19 Gennaio 2024 - 08:01 Redazione
dargen d'amico barcone
dargen d'amico barcone
Il cantante e rapper: i social servono a esprimere odio

Dargen D’Amico, rapper e giudice nelle due ultime edizioni di X Factor, parteciperà al Festival di Sanremo con Onda alta, una canzone dance racconta di un barcone pieno di migranti che naviga nel Mar Mediterraneo in tempesta. E oggi in un’intervista a Repubblica ne spiega il significato: «Una canzone può nascere guardandosi dentro o guardando fuori: questa è nata dalla considerazione che l’anno che si è chiuso è stato quello con il maggior numero di ingressi di irregolari, più di 150 mila persone.
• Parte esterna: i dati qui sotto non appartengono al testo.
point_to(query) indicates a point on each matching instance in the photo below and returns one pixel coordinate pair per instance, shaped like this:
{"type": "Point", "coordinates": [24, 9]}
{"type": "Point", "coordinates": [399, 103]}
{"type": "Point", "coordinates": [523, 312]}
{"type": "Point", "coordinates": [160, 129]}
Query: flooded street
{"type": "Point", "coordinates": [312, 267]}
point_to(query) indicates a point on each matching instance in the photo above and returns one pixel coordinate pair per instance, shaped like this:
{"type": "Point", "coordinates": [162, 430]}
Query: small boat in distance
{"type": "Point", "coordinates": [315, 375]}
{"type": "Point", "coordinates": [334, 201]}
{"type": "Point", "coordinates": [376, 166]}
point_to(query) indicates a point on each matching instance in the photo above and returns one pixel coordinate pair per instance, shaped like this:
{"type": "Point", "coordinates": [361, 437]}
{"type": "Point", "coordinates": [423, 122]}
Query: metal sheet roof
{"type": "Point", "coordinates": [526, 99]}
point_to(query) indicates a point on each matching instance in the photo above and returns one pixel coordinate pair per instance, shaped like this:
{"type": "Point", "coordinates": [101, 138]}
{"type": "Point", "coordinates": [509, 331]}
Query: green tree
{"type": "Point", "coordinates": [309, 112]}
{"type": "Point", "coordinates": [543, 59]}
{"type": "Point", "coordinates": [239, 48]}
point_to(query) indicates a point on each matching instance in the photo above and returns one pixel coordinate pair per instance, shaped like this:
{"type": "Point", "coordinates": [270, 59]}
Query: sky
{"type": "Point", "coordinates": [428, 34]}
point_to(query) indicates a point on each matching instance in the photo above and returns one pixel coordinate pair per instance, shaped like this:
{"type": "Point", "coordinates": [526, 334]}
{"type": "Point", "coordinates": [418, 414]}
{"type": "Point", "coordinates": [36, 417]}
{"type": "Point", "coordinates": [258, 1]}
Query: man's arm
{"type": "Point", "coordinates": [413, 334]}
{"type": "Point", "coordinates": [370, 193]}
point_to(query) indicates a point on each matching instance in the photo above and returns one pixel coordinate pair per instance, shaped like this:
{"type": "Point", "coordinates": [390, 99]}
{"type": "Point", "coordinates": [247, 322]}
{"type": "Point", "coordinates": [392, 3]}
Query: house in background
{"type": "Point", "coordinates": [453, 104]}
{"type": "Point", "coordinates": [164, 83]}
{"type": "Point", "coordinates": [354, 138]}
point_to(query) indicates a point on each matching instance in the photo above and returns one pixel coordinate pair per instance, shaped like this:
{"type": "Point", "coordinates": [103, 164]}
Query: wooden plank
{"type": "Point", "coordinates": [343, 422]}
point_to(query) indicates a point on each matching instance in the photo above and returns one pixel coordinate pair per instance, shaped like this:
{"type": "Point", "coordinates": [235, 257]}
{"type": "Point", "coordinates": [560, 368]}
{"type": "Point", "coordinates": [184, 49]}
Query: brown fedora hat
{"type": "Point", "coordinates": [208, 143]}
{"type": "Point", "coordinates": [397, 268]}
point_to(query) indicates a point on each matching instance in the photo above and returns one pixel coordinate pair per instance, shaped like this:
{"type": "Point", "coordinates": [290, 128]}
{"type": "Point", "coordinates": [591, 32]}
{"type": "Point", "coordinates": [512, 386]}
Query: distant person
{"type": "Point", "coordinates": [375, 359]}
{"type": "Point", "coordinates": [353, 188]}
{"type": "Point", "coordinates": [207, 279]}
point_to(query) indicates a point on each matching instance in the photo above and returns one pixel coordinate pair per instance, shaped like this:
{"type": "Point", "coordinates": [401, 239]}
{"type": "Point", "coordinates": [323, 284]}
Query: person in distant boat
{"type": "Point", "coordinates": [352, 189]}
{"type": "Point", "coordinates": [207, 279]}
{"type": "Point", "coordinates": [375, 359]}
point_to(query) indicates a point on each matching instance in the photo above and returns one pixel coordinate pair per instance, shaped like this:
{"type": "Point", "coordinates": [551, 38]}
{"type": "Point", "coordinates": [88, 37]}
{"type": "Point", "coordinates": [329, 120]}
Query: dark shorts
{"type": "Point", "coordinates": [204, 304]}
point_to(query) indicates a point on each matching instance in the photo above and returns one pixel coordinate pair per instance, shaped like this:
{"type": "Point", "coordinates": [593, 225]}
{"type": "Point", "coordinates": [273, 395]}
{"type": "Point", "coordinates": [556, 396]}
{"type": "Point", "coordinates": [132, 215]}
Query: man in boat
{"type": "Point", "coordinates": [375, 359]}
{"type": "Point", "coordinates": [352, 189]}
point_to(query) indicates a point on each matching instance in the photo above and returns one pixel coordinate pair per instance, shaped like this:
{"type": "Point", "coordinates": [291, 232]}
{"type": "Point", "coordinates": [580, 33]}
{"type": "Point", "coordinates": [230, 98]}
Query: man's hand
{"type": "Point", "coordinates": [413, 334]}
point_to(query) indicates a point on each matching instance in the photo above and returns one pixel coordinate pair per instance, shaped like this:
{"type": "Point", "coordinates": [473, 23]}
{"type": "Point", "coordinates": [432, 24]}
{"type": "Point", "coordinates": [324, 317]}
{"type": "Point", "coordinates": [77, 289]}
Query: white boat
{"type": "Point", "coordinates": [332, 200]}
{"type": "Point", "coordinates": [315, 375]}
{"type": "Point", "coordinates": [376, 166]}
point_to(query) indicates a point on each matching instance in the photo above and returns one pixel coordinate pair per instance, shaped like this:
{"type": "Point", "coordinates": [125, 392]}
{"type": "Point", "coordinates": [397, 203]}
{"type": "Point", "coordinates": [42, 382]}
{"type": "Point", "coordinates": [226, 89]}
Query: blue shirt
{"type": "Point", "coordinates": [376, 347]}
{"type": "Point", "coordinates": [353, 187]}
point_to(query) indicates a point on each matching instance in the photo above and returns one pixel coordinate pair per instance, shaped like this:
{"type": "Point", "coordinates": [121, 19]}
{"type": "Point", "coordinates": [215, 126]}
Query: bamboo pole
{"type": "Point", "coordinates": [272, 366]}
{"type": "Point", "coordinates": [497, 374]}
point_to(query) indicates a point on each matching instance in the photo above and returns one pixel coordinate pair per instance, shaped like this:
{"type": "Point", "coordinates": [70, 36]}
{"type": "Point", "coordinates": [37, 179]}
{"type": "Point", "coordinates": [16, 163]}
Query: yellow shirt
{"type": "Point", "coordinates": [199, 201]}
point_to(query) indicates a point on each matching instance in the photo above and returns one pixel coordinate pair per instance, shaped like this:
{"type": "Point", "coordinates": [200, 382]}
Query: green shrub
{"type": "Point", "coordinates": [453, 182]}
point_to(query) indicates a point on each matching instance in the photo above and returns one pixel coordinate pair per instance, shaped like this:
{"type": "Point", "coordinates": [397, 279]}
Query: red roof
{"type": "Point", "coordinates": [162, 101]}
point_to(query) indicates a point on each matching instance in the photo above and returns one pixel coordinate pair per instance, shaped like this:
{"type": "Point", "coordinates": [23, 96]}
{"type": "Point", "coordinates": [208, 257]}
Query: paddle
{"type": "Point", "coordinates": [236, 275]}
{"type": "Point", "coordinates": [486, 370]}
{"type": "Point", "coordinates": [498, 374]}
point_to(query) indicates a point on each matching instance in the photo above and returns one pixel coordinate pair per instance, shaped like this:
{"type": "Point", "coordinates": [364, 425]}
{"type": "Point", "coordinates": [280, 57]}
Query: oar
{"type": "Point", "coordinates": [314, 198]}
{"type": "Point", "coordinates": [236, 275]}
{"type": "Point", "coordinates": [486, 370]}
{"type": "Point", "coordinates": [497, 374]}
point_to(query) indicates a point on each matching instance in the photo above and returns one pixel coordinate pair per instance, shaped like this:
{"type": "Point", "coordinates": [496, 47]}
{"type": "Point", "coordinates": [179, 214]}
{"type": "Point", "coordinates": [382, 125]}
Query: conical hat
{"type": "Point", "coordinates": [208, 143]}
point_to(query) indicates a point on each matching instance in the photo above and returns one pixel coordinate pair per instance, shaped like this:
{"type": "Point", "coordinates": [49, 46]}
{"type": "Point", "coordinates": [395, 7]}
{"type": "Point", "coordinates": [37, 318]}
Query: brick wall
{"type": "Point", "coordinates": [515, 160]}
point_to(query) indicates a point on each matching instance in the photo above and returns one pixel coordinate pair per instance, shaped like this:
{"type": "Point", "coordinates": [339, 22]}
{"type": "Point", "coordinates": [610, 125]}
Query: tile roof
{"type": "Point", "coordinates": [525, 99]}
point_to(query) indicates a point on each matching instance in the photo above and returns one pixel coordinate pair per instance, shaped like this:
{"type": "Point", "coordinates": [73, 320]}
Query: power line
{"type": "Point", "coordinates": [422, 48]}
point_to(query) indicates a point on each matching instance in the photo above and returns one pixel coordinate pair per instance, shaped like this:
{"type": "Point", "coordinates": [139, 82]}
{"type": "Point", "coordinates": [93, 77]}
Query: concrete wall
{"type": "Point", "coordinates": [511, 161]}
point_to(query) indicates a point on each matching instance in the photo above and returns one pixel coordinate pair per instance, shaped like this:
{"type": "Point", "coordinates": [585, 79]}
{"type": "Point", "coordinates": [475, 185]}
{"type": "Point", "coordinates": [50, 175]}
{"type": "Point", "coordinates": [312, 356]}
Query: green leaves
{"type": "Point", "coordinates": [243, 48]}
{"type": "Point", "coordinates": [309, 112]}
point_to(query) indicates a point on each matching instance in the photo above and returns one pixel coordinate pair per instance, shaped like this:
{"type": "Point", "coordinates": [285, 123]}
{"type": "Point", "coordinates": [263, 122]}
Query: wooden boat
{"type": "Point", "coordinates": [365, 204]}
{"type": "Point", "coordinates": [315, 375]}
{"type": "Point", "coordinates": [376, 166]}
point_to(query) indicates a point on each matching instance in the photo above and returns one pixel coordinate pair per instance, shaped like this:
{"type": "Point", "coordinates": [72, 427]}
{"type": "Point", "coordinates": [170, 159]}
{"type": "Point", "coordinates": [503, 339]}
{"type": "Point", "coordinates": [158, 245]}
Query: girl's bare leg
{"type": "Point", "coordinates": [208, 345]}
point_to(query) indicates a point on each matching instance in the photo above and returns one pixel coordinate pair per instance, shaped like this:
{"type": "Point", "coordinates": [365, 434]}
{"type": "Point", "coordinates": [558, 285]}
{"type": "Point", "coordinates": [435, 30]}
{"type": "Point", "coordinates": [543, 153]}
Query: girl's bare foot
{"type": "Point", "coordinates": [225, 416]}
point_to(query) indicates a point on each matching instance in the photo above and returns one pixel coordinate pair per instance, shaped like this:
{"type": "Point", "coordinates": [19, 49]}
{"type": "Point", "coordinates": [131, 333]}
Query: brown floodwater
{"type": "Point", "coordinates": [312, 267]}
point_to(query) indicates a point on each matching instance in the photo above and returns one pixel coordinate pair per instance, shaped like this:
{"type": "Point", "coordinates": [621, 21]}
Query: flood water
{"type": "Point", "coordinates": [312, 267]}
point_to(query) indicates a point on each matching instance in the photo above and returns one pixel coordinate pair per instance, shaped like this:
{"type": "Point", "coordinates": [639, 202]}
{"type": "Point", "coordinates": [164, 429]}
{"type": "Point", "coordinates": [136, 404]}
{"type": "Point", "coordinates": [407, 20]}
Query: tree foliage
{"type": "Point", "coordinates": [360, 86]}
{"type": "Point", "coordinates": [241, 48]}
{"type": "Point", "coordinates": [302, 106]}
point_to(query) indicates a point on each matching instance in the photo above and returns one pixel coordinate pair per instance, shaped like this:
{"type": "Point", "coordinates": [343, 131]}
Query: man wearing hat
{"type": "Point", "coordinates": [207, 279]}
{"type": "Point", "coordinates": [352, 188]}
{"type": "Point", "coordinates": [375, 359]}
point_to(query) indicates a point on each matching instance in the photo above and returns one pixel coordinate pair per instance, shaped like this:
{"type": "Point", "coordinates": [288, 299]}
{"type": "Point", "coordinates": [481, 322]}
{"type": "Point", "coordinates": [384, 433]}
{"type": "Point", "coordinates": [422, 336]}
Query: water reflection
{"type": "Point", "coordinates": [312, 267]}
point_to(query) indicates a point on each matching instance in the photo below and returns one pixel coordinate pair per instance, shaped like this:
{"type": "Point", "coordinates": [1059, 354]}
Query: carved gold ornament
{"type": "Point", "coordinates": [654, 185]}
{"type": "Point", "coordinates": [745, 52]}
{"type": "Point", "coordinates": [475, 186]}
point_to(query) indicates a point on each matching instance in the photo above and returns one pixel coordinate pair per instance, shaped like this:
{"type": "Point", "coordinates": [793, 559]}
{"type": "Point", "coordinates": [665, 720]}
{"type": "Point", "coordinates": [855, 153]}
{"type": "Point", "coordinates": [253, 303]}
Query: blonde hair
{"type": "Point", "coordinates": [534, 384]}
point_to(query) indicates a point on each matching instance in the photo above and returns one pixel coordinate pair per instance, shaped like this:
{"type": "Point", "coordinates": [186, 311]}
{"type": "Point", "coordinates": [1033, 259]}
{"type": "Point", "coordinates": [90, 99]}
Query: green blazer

Noi siamo tutti abituati a camminare e a spostarci da un punto a un altro, l’essere umano non è nato dove siamo adesso, ci siamo arrivati».

Famiglia migrante

Dargen D’Amico è cresciuto in una famiglia siciliana poi emigrata a Milano. Mentre il resto della sua famiglia è andato negli Stati Uniti. «Ho ascoltato anche tanti racconti sulle difficoltà che la mia famiglia ha dovuto affrontare quando è arrivata Milano, vivere in sette in trenta metri quadri. Sono dinamiche che si ripetono ogni qual volta si va a tentare la fortuna, a rappresentare la propria dignità», dice a Carlo Moretti. Poi parla dei social: «Non credo che abbiano passato il segno, i social sono il passaggio del segno. Si basano sull’odio: sono l’odio e l’antipatia che ti inchiodano per due ore a scrollare sul telefonino. I social sono stati studiati per questo, per aiutarti a esprimere odio, per fartelo assaporare. Un grande fuoco che brucia e produce energia: il traffico dati su cui si basa tutto».

L’invidia e i social

Ma anche dell’invidia: «In un posto come l’Italia in cui in pochi detengono il 50 per cento della ricchezza è normale che si generi dell’invidia, mi stupirebbe se fosse il contrario». Infine, spiega la sua lite con Morgana a X Factor: «C’è stata un po’ di delusione perché tra i giudici c’era l’intenzione di concentrarci sul lavoro con i ragazzi, di fare un passo indietro. Poi so benissimo che in un programma come quello ci sono dinamiche da rispettare e un pochino di tv urlata va fatta. La mia delusione è stata quando le urla hanno coperto i ragazzi. Non conoscevo perfettamente Morgan nel meccanismo televisivo, è stato comunque qualcosa di mediatico, più che di personale tra di noi. E se accetti di fare quel tipo di tv come giudice, e quindi come attore, non giochi con il fango pretendendo di uscirne pulito».